An effective way to overcome the difficulties of self-organization is to hang out special leaflets in the room. To this end, it is necessary to determine the two most important and most serious things that the crumb can successfully complete during the daylight hours, and write them on sheets. These sheets should be posted on the so-called notice board, for example, in the nursery or on the refrigerator. Information can be displayed not only by means of written speech, but also with the help of figurative drawings, symbolic images. For example, if the kid should wash the dishes, then you can draw a dirty plate or spoon. After the crumb fulfills the assignment, he should make a special note on the leaflet opposite the corresponding instruction.
Another way to develop self-organization skills is to use color marking. For example, for classes in school, you can make certain colors of notebooks, which the student will be easier to find in the future. For the purpose of teaching the child to restore order in the room also help multi-colored symbols. For example, attach different leaf colors to the toy boxes, clothes of notebooks. Marking sheets must be large in size, clearly visible and have different drawings that will represent the contents of the boxes.
In the primary school period, classes with hyperactive children should mainly be focused on the development of attention, the development of voluntary regulation, and the formation of psychomotor functions. Also, therapeutic methods should cover the development of specific skills of interaction with peers and adults. The initial correctional work with an overly active crumb must occur individually. At this stage of the correctional impact, it is necessary to teach a small individual to listen, to understand the instructions of a psychologist or another adult and to pronounce them loudly, to express independently during classes the rules of behavior and the norms for performing a specific task. It is also desirable at this stage to work out, along with the crumb, the procedure of rewards and the system of punishments, which will subsequently help him to adapt in the team of his peers. The next stage involves the involvement of an overly active child in collective activity and should also be implemented gradually. First, the child must be involved in the gameplay, go to work with a small group of children, and then he can be invited to participate in group classes, which include a large number of participants. Otherwise, if such a sequence is not observed, the baby may become overexcited, which will cause a loss of behavior control, general fatigue and a lack of active attention.
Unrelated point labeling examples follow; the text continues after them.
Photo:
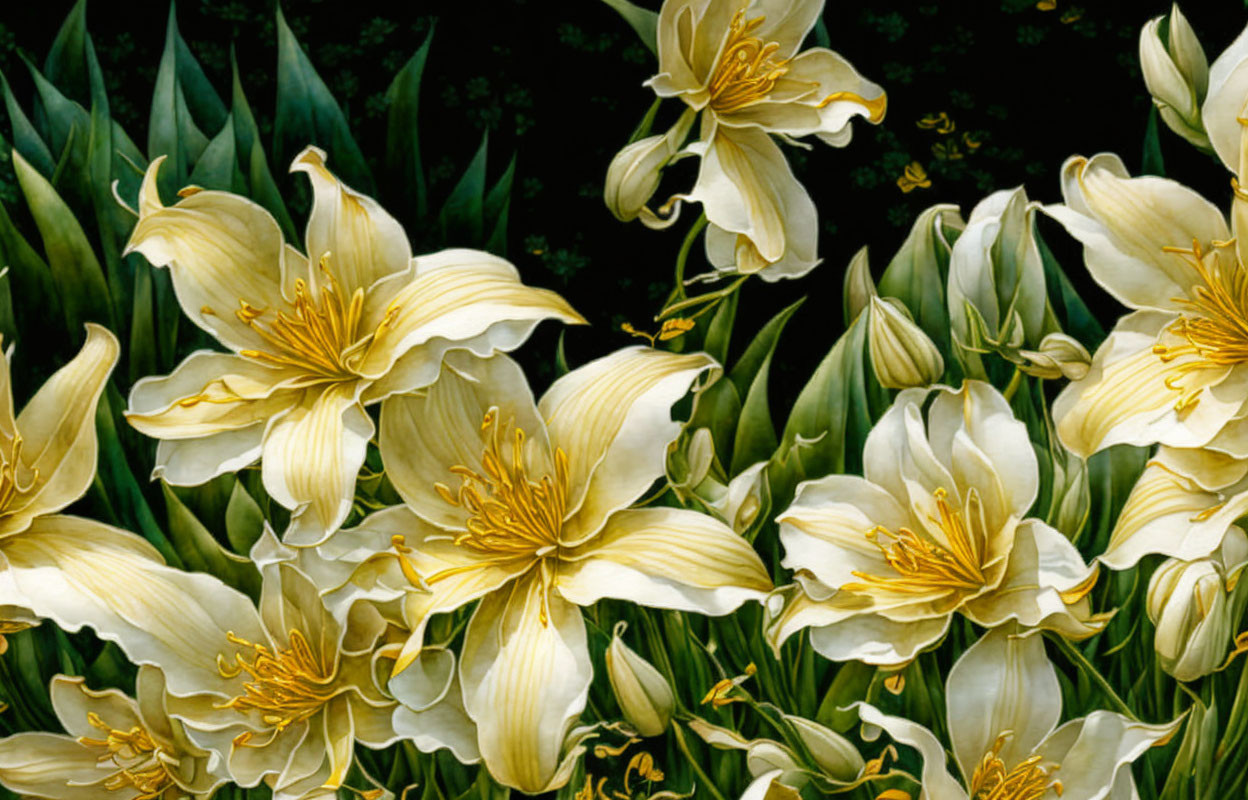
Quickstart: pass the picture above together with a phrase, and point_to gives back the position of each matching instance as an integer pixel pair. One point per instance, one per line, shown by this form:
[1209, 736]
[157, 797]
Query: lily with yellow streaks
[1004, 704]
[526, 507]
[313, 338]
[937, 526]
[116, 748]
[738, 63]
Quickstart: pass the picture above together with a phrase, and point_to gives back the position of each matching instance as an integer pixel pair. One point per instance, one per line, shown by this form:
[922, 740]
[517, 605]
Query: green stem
[1081, 662]
[693, 761]
[674, 308]
[683, 256]
[1015, 382]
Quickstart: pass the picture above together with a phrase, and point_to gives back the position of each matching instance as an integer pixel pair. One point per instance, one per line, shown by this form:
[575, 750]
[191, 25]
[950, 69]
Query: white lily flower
[1174, 370]
[739, 65]
[1177, 75]
[312, 338]
[116, 748]
[524, 506]
[937, 526]
[281, 693]
[1004, 704]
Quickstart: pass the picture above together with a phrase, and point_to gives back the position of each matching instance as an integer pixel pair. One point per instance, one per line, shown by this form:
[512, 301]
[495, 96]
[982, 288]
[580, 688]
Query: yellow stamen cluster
[1216, 327]
[321, 336]
[10, 484]
[922, 565]
[512, 516]
[140, 761]
[1027, 780]
[286, 687]
[746, 71]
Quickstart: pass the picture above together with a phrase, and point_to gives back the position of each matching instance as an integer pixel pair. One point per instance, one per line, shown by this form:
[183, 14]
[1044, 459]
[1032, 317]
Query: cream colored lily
[736, 61]
[1004, 704]
[116, 748]
[526, 506]
[1174, 370]
[312, 338]
[936, 526]
[282, 693]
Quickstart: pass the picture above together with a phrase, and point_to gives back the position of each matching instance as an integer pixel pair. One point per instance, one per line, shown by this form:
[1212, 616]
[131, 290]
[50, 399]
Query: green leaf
[171, 131]
[252, 161]
[644, 21]
[1152, 161]
[245, 522]
[25, 139]
[78, 273]
[308, 114]
[462, 216]
[403, 165]
[200, 552]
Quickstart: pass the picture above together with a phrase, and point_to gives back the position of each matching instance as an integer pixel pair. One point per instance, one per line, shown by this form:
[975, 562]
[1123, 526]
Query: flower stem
[678, 292]
[693, 761]
[1075, 657]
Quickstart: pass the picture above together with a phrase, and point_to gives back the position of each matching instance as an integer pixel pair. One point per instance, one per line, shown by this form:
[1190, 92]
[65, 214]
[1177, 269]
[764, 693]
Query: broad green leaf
[200, 552]
[252, 161]
[462, 216]
[644, 21]
[308, 114]
[25, 139]
[245, 522]
[78, 273]
[403, 165]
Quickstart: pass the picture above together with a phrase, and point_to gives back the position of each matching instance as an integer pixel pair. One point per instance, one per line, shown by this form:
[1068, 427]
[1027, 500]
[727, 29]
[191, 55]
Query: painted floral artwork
[323, 474]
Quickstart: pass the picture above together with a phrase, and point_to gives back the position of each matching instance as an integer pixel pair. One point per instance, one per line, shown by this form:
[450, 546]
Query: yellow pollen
[140, 761]
[286, 687]
[746, 71]
[511, 516]
[1214, 330]
[321, 336]
[921, 564]
[1027, 780]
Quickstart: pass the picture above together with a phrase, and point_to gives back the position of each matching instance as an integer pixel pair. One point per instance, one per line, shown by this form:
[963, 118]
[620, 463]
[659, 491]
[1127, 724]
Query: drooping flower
[312, 338]
[1004, 704]
[524, 506]
[937, 526]
[738, 63]
[116, 748]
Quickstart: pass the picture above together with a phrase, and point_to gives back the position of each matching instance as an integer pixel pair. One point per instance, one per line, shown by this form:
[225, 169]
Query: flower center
[10, 483]
[140, 761]
[1216, 327]
[1027, 780]
[746, 73]
[920, 563]
[512, 516]
[286, 687]
[321, 336]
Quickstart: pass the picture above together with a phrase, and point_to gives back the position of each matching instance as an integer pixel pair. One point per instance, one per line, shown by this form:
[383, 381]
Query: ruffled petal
[664, 558]
[526, 673]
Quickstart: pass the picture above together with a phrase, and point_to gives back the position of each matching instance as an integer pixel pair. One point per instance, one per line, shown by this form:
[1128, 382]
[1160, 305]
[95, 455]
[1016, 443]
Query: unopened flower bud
[643, 693]
[1187, 602]
[1060, 356]
[1177, 75]
[901, 355]
[634, 172]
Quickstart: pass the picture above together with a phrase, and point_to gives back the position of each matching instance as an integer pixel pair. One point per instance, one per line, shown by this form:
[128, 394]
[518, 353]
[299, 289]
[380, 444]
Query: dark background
[559, 84]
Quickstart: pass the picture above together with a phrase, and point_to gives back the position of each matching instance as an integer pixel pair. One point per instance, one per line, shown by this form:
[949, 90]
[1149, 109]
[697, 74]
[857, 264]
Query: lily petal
[665, 558]
[526, 673]
[613, 419]
[363, 242]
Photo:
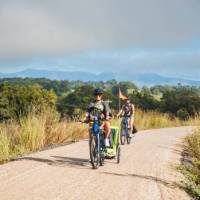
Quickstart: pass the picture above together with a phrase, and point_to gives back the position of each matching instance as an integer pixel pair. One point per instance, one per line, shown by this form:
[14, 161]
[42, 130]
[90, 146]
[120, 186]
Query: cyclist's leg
[106, 126]
[131, 120]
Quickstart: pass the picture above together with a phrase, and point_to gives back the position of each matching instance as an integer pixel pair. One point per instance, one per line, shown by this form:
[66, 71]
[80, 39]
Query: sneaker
[107, 144]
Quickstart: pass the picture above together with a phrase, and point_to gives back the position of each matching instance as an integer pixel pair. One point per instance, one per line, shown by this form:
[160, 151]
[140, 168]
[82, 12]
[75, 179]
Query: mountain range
[147, 79]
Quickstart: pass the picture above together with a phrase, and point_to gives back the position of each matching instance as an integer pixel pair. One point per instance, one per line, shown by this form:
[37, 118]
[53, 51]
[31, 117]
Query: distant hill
[148, 79]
At school, it’s also quite difficult to work with overly active children, however, such children also have their own attractive features.
Hyperactive children in school are characterized by a fresh spontaneous reaction, they are easily inspired, always willingly help teachers and other peers. Hyperactive kids are completely vindictive, they are more enduring than their peers, and relatively less often classmates are prone to diseases. They often have a very rich imagination. Therefore, teachers are advised to try to understand their motives and define a model of interaction in order to choose a competent behavior strategy with such kids.
Thus, it was proved in a practical way that the development of the motor system of children has an intensive effect on their all-round development, namely, on the formation of the visual, auditory and tactile analyzer systems, speech abilities, and intelligence. Therefore, classes with hyperactive children must necessarily contain a motor correction.